Yes, Tavington reflected, as he sat in his study, contemplating a major acquisition. I want more. He had been doing well already, but young Will's birth had lit a fire in him. He had built up a splendid, if not unheard-of fortune. In the past five years, his assets had grown steadily, and at times even exponentially. He had amassed nearly two hundred thousand pounds. He had developed a network of business and social contacts. He had rendered a number of men obliged to him by giving them a hint at the right moment. He had even attempted to warn O'Hara of his danger, before the now-Lieutenant-General left for his posting at Toulon.
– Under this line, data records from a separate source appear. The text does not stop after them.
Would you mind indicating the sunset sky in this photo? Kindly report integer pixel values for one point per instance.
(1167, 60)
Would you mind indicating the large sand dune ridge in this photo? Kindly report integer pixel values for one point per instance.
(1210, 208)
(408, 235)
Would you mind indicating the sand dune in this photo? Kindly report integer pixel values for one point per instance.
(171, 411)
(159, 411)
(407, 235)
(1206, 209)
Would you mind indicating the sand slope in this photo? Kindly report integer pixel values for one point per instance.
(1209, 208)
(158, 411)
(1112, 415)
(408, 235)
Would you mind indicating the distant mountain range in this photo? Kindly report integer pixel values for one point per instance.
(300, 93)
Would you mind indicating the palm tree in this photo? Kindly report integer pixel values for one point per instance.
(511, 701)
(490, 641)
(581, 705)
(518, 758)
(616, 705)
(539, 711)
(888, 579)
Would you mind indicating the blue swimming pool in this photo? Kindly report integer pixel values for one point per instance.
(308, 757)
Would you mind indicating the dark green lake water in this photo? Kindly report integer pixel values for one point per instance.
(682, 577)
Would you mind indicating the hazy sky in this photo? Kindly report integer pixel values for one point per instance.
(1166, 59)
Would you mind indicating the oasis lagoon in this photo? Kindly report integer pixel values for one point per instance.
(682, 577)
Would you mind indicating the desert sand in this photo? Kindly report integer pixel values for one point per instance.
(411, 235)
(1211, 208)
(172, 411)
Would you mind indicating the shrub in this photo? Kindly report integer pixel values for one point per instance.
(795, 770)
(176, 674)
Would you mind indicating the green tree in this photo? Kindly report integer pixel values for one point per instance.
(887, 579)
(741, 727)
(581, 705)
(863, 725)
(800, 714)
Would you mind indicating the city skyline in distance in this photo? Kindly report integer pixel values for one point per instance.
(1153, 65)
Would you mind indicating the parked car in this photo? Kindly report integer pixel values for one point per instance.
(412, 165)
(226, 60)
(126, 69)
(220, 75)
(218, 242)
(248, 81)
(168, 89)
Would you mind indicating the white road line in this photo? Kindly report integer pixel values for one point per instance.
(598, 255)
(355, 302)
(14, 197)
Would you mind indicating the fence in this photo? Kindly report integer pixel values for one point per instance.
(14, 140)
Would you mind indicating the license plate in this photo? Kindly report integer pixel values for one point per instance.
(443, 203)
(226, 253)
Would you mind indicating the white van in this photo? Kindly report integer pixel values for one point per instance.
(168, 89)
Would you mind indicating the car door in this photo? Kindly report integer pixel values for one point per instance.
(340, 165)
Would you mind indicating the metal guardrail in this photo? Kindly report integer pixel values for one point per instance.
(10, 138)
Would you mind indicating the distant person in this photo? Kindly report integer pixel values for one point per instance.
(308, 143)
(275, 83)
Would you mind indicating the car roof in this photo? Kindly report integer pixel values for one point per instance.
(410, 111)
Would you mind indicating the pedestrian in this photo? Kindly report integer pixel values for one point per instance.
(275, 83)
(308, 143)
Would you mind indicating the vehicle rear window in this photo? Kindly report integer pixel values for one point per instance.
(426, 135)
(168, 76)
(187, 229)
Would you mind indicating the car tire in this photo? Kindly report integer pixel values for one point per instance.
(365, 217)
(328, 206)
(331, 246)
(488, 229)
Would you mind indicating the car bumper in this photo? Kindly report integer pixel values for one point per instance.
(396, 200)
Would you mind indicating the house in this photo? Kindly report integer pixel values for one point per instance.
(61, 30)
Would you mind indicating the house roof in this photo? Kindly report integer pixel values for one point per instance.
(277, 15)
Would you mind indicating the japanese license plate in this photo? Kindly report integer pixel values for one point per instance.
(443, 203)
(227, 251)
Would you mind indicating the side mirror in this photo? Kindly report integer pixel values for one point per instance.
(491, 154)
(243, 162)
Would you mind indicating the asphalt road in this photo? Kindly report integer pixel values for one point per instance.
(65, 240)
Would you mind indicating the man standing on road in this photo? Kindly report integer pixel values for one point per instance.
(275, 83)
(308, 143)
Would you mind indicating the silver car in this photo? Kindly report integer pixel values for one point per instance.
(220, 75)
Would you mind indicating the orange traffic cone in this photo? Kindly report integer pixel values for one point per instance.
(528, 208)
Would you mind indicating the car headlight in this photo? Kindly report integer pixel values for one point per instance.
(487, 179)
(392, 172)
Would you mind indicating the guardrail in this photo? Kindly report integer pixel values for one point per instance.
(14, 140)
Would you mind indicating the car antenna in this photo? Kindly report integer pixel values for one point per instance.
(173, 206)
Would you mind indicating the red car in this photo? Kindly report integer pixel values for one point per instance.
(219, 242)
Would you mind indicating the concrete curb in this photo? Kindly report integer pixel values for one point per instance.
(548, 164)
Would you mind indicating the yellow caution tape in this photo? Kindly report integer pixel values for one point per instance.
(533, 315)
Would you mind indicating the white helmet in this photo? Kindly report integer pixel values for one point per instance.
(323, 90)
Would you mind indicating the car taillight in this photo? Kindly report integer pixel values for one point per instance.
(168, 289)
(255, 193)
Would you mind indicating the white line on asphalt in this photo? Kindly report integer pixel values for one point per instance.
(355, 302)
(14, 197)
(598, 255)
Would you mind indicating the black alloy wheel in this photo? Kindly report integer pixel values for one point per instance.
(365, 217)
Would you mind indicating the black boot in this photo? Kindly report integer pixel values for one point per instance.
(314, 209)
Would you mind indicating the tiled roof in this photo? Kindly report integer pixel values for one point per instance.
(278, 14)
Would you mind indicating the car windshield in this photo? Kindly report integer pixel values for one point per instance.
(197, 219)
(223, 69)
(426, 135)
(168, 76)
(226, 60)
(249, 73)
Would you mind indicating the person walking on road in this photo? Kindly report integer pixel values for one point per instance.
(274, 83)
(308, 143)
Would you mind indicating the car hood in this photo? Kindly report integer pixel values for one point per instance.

O'Hara had ignored the counsel that would have prevented both him and his command falling captive to the revolutionaries. Word of this extraordinary perspicacity had come to influential ears, and now the Foreign Office was approaching Tavington regularly for advice, believing him to have access to valuable secret intelligence. Tavington snorted a scornful laugh. He did—but not in a form they could have imagined.
It was damp, and his wounds ached, as they often did in such weather. The discomfort always created in him a feeling of angry resentment. In the King's service he had been shot, stabbed, slashed, clubbed, thrown from his horse. He had endured sickness and injury and every kind of hardship; and he had gotten nothing for his pains but public opprobrium, official disdain, and a miserable existence on half-pay. Now, every new thousand he earned, every advantage gained, even the splendid new coach and team he had purchased, were not only consolations: they were a form of revenge against the world that had given him such mean rewards for his sacrifices as a soldier.
He had confided as much to Emily. She understood how callous the world could be, having been badly treated by her own. She gazed out the low French window at their garden, and said, "Well, you know, Will, they say that living well is the best revenge."
He had been much struck by the wisdom of that. Live well he would: yes, and his wife and children too. And God help those who stood in the way.
It was time to make another step toward his goal of resurrecting his reputation and restoring his family name to eminence and honor. At dinner, he told Emily of his newest scheme.
"But I love this place!" she protested, quite unhappy at the idea of moving. "Thistledowne Cottage is our home. It was our first home. The children were born here. And it's wonderful! What more do we need?"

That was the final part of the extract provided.